The story begins with the boys from Vice magazine wishing to document the Metal scene in Iraq, as a series of Western-leaning locals were trying to put on a Metal show after the fall of Saddam. In 2003 things were bad, but looking like they’d be improving – the freedom to grow a bit of facial hair and rock out were on the minds of the band and their fans. A concert is organized, and while many hurdles need to be overcome, it finally comes to pass.
The film then continues to focus over the next several years, as the quality of life for these metalheads continues to deteriorate. American bombs destroy their rehearsal space, they are forced to dodge bullets simply walking among their city, and life gets harder and harder. Finally, they are forced to flee to neighboring Syria, where their life proves to be even more of a challenge.
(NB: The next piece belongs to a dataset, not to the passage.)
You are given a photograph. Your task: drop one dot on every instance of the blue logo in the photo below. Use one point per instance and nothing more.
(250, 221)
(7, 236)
The access that the filmmakers have, with their attitude of just go out and shoot, portrays a Baghdad that few who are not local have seen. These musicians are the prime candidates for what the neo-cons wanted out of the war, Western leaning individuals fully open to embracing American values in a post-Saddam Iraq. Instead, as we see their growing frustration and justified anger at the situation, we literally witness a growing despair over the years as these musicians are beaten down again and again, with a widening gap between their world and ours.
A haunting film, one that cuts through much of the rhetoric and provides a ground level view about just how fucked up things have got over there. Much more than a simple look at the band and their music, this is a compelling look at a modern-day existential crisis, perfect fodder for any Metal head to derive inspiration, if only they didn’t have all their equipment blown to shit.